Later I realized that it was doing no good and only adding to the anxiety. These days unless someone mentions something about the virus, I do not check at all and it has been peaceful. There are certain things you could do to service a situation like this, but keeping a daily count of new cases and death wasn't one of them.
I am grateful for certain things at this point of time and I am sure that we all appreciate life a little more these days given the circumstances. Whenever I feel down or miss something like heading out for a drive or sitting in a cafe, I remind myself that I am lucky enough to be able to live the life I am living now, without much disruption.
Future definitely is uncertain, but for the present, I am extremely grateful. I have immense respect for people who support in various fields to enable life to continue. I cannot even imagine some of the hardships they might be going through, but I am extremely grateful to every single person who lets me live the life I am living.

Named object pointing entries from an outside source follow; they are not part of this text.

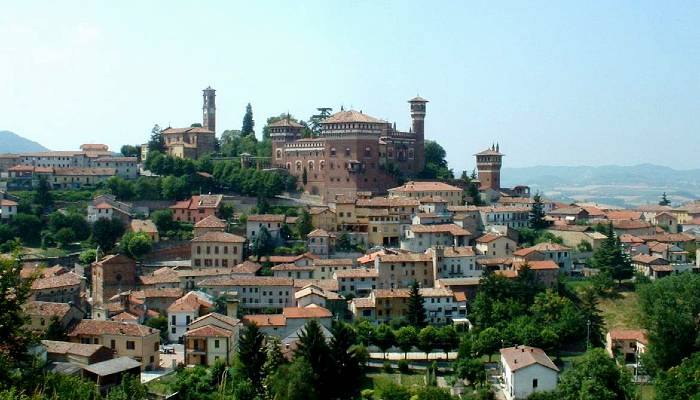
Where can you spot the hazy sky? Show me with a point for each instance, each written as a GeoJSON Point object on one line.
{"type": "Point", "coordinates": [556, 83]}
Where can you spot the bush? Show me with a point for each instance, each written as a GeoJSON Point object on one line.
{"type": "Point", "coordinates": [403, 367]}
{"type": "Point", "coordinates": [387, 367]}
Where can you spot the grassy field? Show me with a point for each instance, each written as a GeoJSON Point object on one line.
{"type": "Point", "coordinates": [621, 312]}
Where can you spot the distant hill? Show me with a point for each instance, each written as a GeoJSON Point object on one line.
{"type": "Point", "coordinates": [11, 142]}
{"type": "Point", "coordinates": [610, 184]}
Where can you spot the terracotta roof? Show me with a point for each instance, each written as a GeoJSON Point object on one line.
{"type": "Point", "coordinates": [452, 229]}
{"type": "Point", "coordinates": [363, 302]}
{"type": "Point", "coordinates": [630, 224]}
{"type": "Point", "coordinates": [247, 281]}
{"type": "Point", "coordinates": [629, 334]}
{"type": "Point", "coordinates": [211, 222]}
{"type": "Point", "coordinates": [325, 284]}
{"type": "Point", "coordinates": [63, 280]}
{"type": "Point", "coordinates": [623, 215]}
{"type": "Point", "coordinates": [140, 225]}
{"type": "Point", "coordinates": [306, 312]}
{"type": "Point", "coordinates": [405, 257]}
{"type": "Point", "coordinates": [387, 202]}
{"type": "Point", "coordinates": [164, 292]}
{"type": "Point", "coordinates": [124, 316]}
{"type": "Point", "coordinates": [350, 116]}
{"type": "Point", "coordinates": [209, 331]}
{"type": "Point", "coordinates": [519, 357]}
{"type": "Point", "coordinates": [215, 236]}
{"type": "Point", "coordinates": [425, 187]}
{"type": "Point", "coordinates": [265, 320]}
{"type": "Point", "coordinates": [490, 237]}
{"type": "Point", "coordinates": [536, 265]}
{"type": "Point", "coordinates": [333, 262]}
{"type": "Point", "coordinates": [47, 309]}
{"type": "Point", "coordinates": [91, 327]}
{"type": "Point", "coordinates": [246, 268]}
{"type": "Point", "coordinates": [318, 233]}
{"type": "Point", "coordinates": [78, 349]}
{"type": "Point", "coordinates": [266, 218]}
{"type": "Point", "coordinates": [356, 273]}
{"type": "Point", "coordinates": [291, 267]}
{"type": "Point", "coordinates": [318, 210]}
{"type": "Point", "coordinates": [189, 303]}
{"type": "Point", "coordinates": [285, 123]}
{"type": "Point", "coordinates": [649, 259]}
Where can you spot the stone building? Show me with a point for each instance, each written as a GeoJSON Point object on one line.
{"type": "Point", "coordinates": [194, 141]}
{"type": "Point", "coordinates": [354, 152]}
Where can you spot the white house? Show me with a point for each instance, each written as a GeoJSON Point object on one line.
{"type": "Point", "coordinates": [527, 370]}
{"type": "Point", "coordinates": [185, 310]}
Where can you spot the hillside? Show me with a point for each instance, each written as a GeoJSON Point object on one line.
{"type": "Point", "coordinates": [611, 184]}
{"type": "Point", "coordinates": [11, 142]}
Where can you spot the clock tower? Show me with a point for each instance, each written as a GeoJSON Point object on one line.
{"type": "Point", "coordinates": [209, 109]}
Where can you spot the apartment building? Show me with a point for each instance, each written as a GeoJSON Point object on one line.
{"type": "Point", "coordinates": [217, 249]}
{"type": "Point", "coordinates": [126, 339]}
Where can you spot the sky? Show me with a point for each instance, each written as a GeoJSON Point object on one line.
{"type": "Point", "coordinates": [554, 83]}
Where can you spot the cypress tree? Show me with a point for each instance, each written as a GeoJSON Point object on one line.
{"type": "Point", "coordinates": [416, 311]}
{"type": "Point", "coordinates": [251, 355]}
{"type": "Point", "coordinates": [248, 127]}
{"type": "Point", "coordinates": [537, 214]}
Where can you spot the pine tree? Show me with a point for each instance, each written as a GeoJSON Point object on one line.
{"type": "Point", "coordinates": [157, 142]}
{"type": "Point", "coordinates": [416, 310]}
{"type": "Point", "coordinates": [610, 259]}
{"type": "Point", "coordinates": [248, 127]}
{"type": "Point", "coordinates": [251, 355]}
{"type": "Point", "coordinates": [313, 348]}
{"type": "Point", "coordinates": [304, 225]}
{"type": "Point", "coordinates": [346, 376]}
{"type": "Point", "coordinates": [537, 213]}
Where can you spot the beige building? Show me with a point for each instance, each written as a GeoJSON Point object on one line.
{"type": "Point", "coordinates": [211, 338]}
{"type": "Point", "coordinates": [418, 190]}
{"type": "Point", "coordinates": [217, 249]}
{"type": "Point", "coordinates": [146, 226]}
{"type": "Point", "coordinates": [126, 339]}
{"type": "Point", "coordinates": [495, 245]}
{"type": "Point", "coordinates": [255, 292]}
{"type": "Point", "coordinates": [400, 270]}
{"type": "Point", "coordinates": [323, 218]}
{"type": "Point", "coordinates": [40, 314]}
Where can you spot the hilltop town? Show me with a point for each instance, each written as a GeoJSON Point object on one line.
{"type": "Point", "coordinates": [327, 250]}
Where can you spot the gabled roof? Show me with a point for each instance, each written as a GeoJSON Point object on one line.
{"type": "Point", "coordinates": [519, 357]}
{"type": "Point", "coordinates": [211, 222]}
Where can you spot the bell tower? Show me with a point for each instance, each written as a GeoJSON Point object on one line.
{"type": "Point", "coordinates": [418, 128]}
{"type": "Point", "coordinates": [209, 109]}
{"type": "Point", "coordinates": [488, 163]}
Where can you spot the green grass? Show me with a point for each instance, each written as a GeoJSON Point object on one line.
{"type": "Point", "coordinates": [621, 312]}
{"type": "Point", "coordinates": [646, 392]}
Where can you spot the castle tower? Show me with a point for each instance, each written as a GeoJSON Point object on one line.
{"type": "Point", "coordinates": [209, 109]}
{"type": "Point", "coordinates": [488, 163]}
{"type": "Point", "coordinates": [418, 128]}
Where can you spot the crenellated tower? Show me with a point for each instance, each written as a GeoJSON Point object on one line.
{"type": "Point", "coordinates": [209, 109]}
{"type": "Point", "coordinates": [488, 163]}
{"type": "Point", "coordinates": [418, 129]}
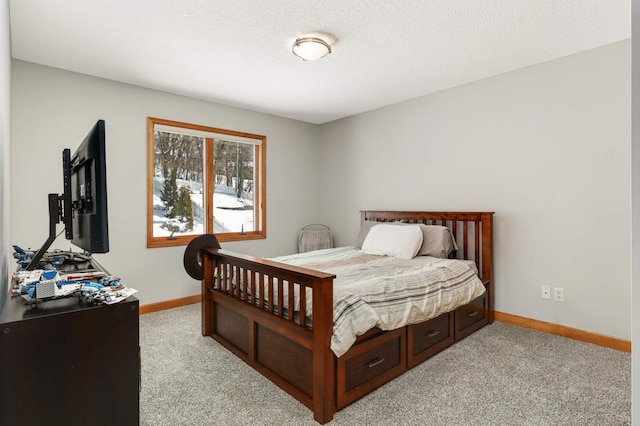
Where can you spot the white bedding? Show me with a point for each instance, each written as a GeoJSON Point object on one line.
{"type": "Point", "coordinates": [387, 292]}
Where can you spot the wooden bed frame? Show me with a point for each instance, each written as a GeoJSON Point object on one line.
{"type": "Point", "coordinates": [297, 357]}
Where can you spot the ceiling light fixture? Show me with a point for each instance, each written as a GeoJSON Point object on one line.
{"type": "Point", "coordinates": [310, 48]}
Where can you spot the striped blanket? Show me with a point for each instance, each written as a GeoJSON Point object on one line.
{"type": "Point", "coordinates": [387, 292]}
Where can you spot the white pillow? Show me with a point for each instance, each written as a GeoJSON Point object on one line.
{"type": "Point", "coordinates": [392, 240]}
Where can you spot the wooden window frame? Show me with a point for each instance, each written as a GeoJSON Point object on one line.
{"type": "Point", "coordinates": [260, 218]}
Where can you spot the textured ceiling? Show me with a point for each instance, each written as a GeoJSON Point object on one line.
{"type": "Point", "coordinates": [238, 52]}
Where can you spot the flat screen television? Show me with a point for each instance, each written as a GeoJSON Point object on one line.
{"type": "Point", "coordinates": [88, 226]}
{"type": "Point", "coordinates": [82, 207]}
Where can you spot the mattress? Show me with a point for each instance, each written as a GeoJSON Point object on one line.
{"type": "Point", "coordinates": [387, 292]}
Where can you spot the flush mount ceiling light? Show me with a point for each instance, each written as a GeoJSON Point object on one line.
{"type": "Point", "coordinates": [310, 48]}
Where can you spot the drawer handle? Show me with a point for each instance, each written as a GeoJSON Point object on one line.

It took me a really long time to write this post, I haven't posted anything since February. I sat down to write many times during these few weeks, but never completed anything thinking that I have to write a perfect account of the situation. I wanted it to be something more than few normal thoughts.
But today I decided that being perfect isn't the way to go. Whatever gibberish comes to my mind, I am going to write it down and hit publish. I am no longer seeking perfection. My imperfections are more valuable than my unsuccessful quest for perfection.
So, if you have something to say or share, now is the time to do it. Think less about what others would say about it, think more about how it makes you feel to share it. Think about the relief it gives you to say something through a blog, video or a picture. You might not know, but that one piece of your creation can resonate with someone else who might be going through similar emotions. There you create a connection.
However difficult the current situation may feel, there will be a tomorrow. Don't push yourself to be productive if you aren't feeling like. If you feel like work is the best antidote, by all means give it your everything. But understand that self-care is the most important thing right now. Give yourself permission to do what makes you happy.
If you feel you are in a slump, try doing something. Creating something. Cook something, maybe take a long shower, sing a song or compose an awesome tweet. Once you start feeling better, nothing can stop you.
Once all this is over, let us remember what matters in life. Do more of what you missed these days. Give yourself a break - you deserve it.
From nothing to 1381 words wasn't an easy journey. Although it took me just about an hour to jot things down here, this took more than a month and a half of experience. Sometimes, you just have to wait.